Design for Diversity is an IMLS grant-funded national forum project based out of the Digital Scholarship Group. The goal of the project centers around creating a collaborative Teaching and Learning Toolkit for practioners who are interested in designing and working with information systems that can represent diverse ways of knowing. The Design for Diversity Opening Forum – the first event – was held at Northeastern on October 16 and 17 to begin the collaborative process of building the toolkit.

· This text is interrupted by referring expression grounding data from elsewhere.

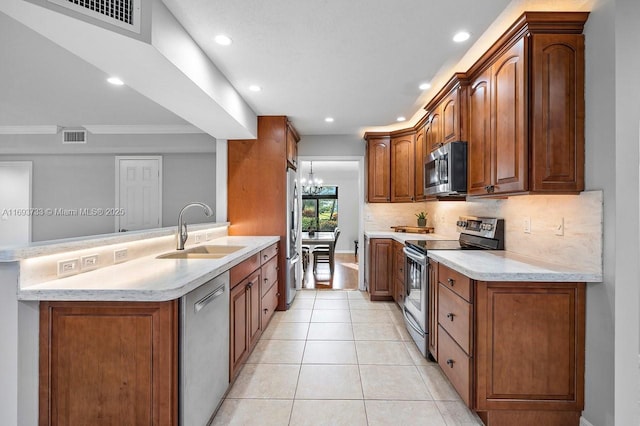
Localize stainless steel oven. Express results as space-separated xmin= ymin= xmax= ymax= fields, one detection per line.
xmin=403 ymin=245 xmax=429 ymax=357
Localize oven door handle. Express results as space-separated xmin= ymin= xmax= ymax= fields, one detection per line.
xmin=403 ymin=247 xmax=427 ymax=263
xmin=403 ymin=307 xmax=425 ymax=337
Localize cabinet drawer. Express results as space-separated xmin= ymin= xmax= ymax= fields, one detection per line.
xmin=260 ymin=243 xmax=279 ymax=264
xmin=230 ymin=253 xmax=260 ymax=287
xmin=261 ymin=280 xmax=278 ymax=326
xmin=439 ymin=263 xmax=472 ymax=302
xmin=438 ymin=325 xmax=472 ymax=407
xmin=438 ymin=283 xmax=472 ymax=355
xmin=261 ymin=256 xmax=278 ymax=298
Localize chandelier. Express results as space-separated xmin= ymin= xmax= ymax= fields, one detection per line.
xmin=301 ymin=161 xmax=323 ymax=195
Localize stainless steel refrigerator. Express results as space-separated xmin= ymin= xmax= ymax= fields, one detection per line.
xmin=285 ymin=169 xmax=300 ymax=307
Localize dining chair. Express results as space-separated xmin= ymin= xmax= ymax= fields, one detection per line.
xmin=312 ymin=228 xmax=341 ymax=275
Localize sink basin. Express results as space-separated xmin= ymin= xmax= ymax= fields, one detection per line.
xmin=157 ymin=245 xmax=245 ymax=259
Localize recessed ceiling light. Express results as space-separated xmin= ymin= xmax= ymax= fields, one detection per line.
xmin=453 ymin=31 xmax=470 ymax=43
xmin=419 ymin=83 xmax=431 ymax=90
xmin=396 ymin=116 xmax=406 ymax=122
xmin=107 ymin=77 xmax=124 ymax=86
xmin=214 ymin=34 xmax=232 ymax=46
xmin=249 ymin=85 xmax=262 ymax=92
xmin=325 ymin=117 xmax=334 ymax=123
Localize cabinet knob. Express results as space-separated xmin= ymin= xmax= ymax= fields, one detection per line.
xmin=276 ymin=292 xmax=281 ymax=297
xmin=446 ymin=313 xmax=455 ymax=321
xmin=263 ymin=308 xmax=268 ymax=314
xmin=247 ymin=281 xmax=253 ymax=289
xmin=447 ymin=278 xmax=455 ymax=286
xmin=446 ymin=359 xmax=455 ymax=368
xmin=485 ymin=185 xmax=495 ymax=193
xmin=264 ymin=278 xmax=268 ymax=282
xmin=263 ymin=255 xmax=268 ymax=260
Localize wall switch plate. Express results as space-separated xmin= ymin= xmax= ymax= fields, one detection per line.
xmin=114 ymin=248 xmax=128 ymax=263
xmin=523 ymin=217 xmax=531 ymax=234
xmin=57 ymin=258 xmax=80 ymax=277
xmin=194 ymin=234 xmax=203 ymax=244
xmin=81 ymin=254 xmax=99 ymax=270
xmin=205 ymin=231 xmax=214 ymax=241
xmin=555 ymin=217 xmax=564 ymax=236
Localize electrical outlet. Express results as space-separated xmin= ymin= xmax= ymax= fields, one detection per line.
xmin=523 ymin=217 xmax=531 ymax=234
xmin=555 ymin=217 xmax=564 ymax=236
xmin=57 ymin=258 xmax=79 ymax=277
xmin=114 ymin=248 xmax=128 ymax=263
xmin=194 ymin=233 xmax=203 ymax=244
xmin=81 ymin=254 xmax=99 ymax=271
xmin=205 ymin=231 xmax=214 ymax=241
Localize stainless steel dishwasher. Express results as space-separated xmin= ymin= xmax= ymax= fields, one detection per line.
xmin=180 ymin=271 xmax=229 ymax=426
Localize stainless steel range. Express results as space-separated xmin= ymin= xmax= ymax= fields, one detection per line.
xmin=402 ymin=216 xmax=505 ymax=358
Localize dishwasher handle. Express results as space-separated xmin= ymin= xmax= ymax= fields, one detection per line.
xmin=194 ymin=284 xmax=225 ymax=313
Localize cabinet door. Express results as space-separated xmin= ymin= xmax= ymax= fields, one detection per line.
xmin=367 ymin=137 xmax=391 ymax=202
xmin=491 ymin=38 xmax=527 ymax=194
xmin=428 ymin=258 xmax=438 ymax=360
xmin=441 ymin=89 xmax=460 ymax=143
xmin=467 ymin=70 xmax=493 ymax=195
xmin=475 ymin=281 xmax=585 ymax=412
xmin=286 ymin=125 xmax=298 ymax=170
xmin=39 ymin=301 xmax=178 ymax=425
xmin=414 ymin=125 xmax=426 ymax=200
xmin=390 ymin=134 xmax=415 ymax=202
xmin=429 ymin=111 xmax=442 ymax=151
xmin=392 ymin=241 xmax=405 ymax=305
xmin=369 ymin=239 xmax=393 ymax=301
xmin=530 ymin=34 xmax=585 ymax=192
xmin=230 ymin=282 xmax=249 ymax=379
xmin=247 ymin=270 xmax=262 ymax=349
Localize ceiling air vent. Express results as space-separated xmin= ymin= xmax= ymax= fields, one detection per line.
xmin=62 ymin=129 xmax=88 ymax=144
xmin=48 ymin=0 xmax=141 ymax=33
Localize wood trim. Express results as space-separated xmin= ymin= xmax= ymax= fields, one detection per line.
xmin=424 ymin=73 xmax=469 ymax=113
xmin=286 ymin=120 xmax=300 ymax=142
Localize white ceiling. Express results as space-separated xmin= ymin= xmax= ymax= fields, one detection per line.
xmin=3 ymin=0 xmax=596 ymax=139
xmin=161 ymin=0 xmax=513 ymax=135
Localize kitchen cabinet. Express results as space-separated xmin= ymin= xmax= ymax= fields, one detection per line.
xmin=414 ymin=125 xmax=426 ymax=201
xmin=424 ymin=74 xmax=468 ymax=152
xmin=436 ymin=263 xmax=586 ymax=425
xmin=390 ymin=132 xmax=415 ymax=202
xmin=368 ymin=238 xmax=393 ymax=301
xmin=286 ymin=121 xmax=300 ymax=170
xmin=39 ymin=301 xmax=178 ymax=425
xmin=229 ymin=243 xmax=279 ymax=380
xmin=228 ymin=116 xmax=298 ymax=310
xmin=392 ymin=240 xmax=405 ymax=306
xmin=366 ymin=135 xmax=391 ymax=202
xmin=467 ymin=12 xmax=587 ymax=196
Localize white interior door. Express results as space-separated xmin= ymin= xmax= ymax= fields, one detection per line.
xmin=116 ymin=156 xmax=162 ymax=232
xmin=0 ymin=162 xmax=32 ymax=246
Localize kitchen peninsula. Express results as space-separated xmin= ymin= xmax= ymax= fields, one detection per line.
xmin=0 ymin=223 xmax=279 ymax=425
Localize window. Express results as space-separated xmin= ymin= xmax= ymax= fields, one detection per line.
xmin=302 ymin=186 xmax=338 ymax=231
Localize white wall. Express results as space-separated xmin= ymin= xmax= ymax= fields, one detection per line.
xmin=298 ymin=134 xmax=366 ymax=157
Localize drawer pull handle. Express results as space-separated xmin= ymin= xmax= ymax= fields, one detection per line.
xmin=446 ymin=359 xmax=455 ymax=368
xmin=447 ymin=278 xmax=455 ymax=286
xmin=446 ymin=313 xmax=455 ymax=321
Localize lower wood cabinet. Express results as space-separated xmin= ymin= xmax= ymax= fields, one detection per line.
xmin=229 ymin=243 xmax=279 ymax=380
xmin=368 ymin=238 xmax=393 ymax=301
xmin=427 ymin=258 xmax=439 ymax=360
xmin=392 ymin=240 xmax=405 ymax=306
xmin=39 ymin=301 xmax=178 ymax=426
xmin=436 ymin=263 xmax=586 ymax=426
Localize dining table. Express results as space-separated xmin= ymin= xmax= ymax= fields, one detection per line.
xmin=301 ymin=231 xmax=337 ymax=276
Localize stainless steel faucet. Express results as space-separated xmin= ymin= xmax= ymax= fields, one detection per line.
xmin=177 ymin=202 xmax=214 ymax=250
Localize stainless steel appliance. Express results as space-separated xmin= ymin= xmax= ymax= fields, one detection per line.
xmin=403 ymin=216 xmax=504 ymax=358
xmin=180 ymin=272 xmax=229 ymax=425
xmin=424 ymin=141 xmax=467 ymax=196
xmin=286 ymin=169 xmax=300 ymax=307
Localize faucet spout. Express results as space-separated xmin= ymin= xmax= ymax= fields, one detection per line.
xmin=177 ymin=202 xmax=214 ymax=250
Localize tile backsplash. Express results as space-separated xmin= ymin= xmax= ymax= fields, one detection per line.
xmin=365 ymin=190 xmax=603 ymax=273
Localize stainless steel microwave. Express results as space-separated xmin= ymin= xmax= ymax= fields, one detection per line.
xmin=424 ymin=141 xmax=467 ymax=196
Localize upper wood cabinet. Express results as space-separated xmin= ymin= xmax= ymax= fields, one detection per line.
xmin=424 ymin=74 xmax=468 ymax=152
xmin=467 ymin=12 xmax=587 ymax=196
xmin=414 ymin=125 xmax=426 ymax=201
xmin=366 ymin=136 xmax=391 ymax=202
xmin=390 ymin=133 xmax=415 ymax=202
xmin=286 ymin=121 xmax=300 ymax=170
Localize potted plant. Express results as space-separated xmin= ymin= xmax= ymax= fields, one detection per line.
xmin=415 ymin=211 xmax=428 ymax=227
xmin=307 ymin=218 xmax=317 ymax=236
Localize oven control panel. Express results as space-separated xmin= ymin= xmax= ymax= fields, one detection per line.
xmin=456 ymin=216 xmax=504 ymax=240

This two-day event consisted of case study presentations to inspire both larger and smaller group discussions as well as collaborative group note-taking; the Design for Diversity team has made available several of the slides from the presentations (available on links the schedule) and recordings of the presentations. These case study examples ranged from how to work with historically disenfranchised communities and their cultural materials, to how metadata can be exclusive or uncover previously hidden relationships and networks, and to how the constraints of digital tools and platforms’ might help or hinder identity representation.

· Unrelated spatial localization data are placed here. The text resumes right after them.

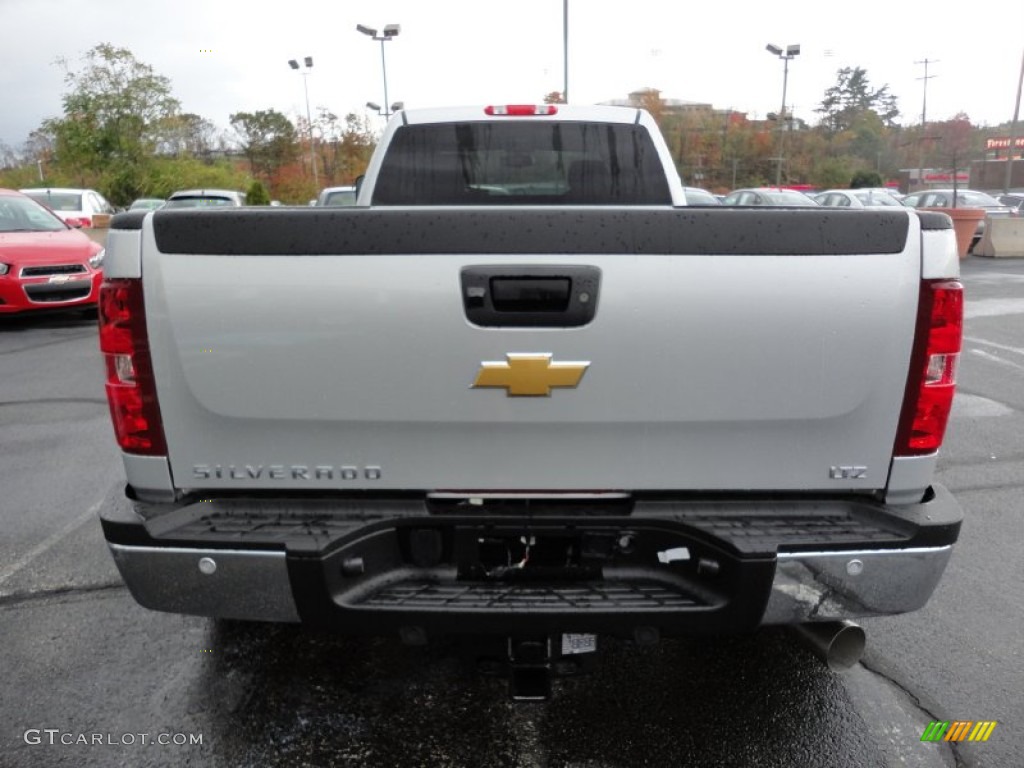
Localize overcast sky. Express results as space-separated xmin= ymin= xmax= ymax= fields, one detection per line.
xmin=2 ymin=0 xmax=1022 ymax=150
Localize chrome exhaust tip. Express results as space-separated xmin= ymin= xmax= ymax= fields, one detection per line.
xmin=792 ymin=620 xmax=866 ymax=671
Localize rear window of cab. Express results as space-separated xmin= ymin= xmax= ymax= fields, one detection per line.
xmin=372 ymin=122 xmax=671 ymax=206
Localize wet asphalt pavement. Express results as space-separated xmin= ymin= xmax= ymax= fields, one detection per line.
xmin=3 ymin=255 xmax=1023 ymax=767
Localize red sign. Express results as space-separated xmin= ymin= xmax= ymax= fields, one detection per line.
xmin=986 ymin=137 xmax=1024 ymax=150
xmin=924 ymin=172 xmax=969 ymax=182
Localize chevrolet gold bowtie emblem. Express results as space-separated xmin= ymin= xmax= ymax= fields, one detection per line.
xmin=472 ymin=354 xmax=590 ymax=397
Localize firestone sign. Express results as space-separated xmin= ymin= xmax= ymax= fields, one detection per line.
xmin=985 ymin=137 xmax=1024 ymax=150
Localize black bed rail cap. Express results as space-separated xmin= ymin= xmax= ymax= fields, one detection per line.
xmin=916 ymin=211 xmax=953 ymax=230
xmin=151 ymin=207 xmax=914 ymax=256
xmin=110 ymin=210 xmax=149 ymax=230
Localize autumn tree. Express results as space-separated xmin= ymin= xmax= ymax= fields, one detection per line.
xmin=156 ymin=112 xmax=218 ymax=157
xmin=931 ymin=113 xmax=977 ymax=164
xmin=931 ymin=112 xmax=979 ymax=194
xmin=543 ymin=91 xmax=565 ymax=104
xmin=714 ymin=116 xmax=776 ymax=189
xmin=634 ymin=88 xmax=667 ymax=126
xmin=298 ymin=109 xmax=377 ymax=186
xmin=230 ymin=109 xmax=299 ymax=181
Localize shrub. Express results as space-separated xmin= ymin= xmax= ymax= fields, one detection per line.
xmin=246 ymin=180 xmax=271 ymax=205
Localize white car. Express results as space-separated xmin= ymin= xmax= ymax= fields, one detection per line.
xmin=163 ymin=189 xmax=246 ymax=209
xmin=19 ymin=187 xmax=116 ymax=228
xmin=813 ymin=189 xmax=905 ymax=209
xmin=315 ymin=186 xmax=358 ymax=206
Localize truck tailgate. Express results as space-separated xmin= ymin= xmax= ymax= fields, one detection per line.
xmin=141 ymin=208 xmax=920 ymax=493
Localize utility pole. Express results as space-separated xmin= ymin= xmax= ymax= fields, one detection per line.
xmin=915 ymin=58 xmax=938 ymax=192
xmin=1003 ymin=48 xmax=1024 ymax=193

One of the most common questions during the event was how academics– who are situated in an institution that can continue to perpetuate the oppression of historically disenfranchised communities –can not only work with, but work forthese communities.
Another common theme that came up during the event was how well-designed workflows can center around this work. What are the methodologies that will lead to a successful, ethical, and healthy project ecology that will set up for the success of the project and those invested? All projects have constraints and recognizing them is an important step to acknowledging what a project can do. Designing a healthy project ecology also means understanding the affordances and limitations of individual tools and technologies.
Using the examples provided at the Opening Forum and other places where these conversations are happening, information system practioners can continue to come together and share how we shape learning environments to foster conversations about justice, dismantling hierarchies, and making spaces for a multitude of ways of being and knowledges.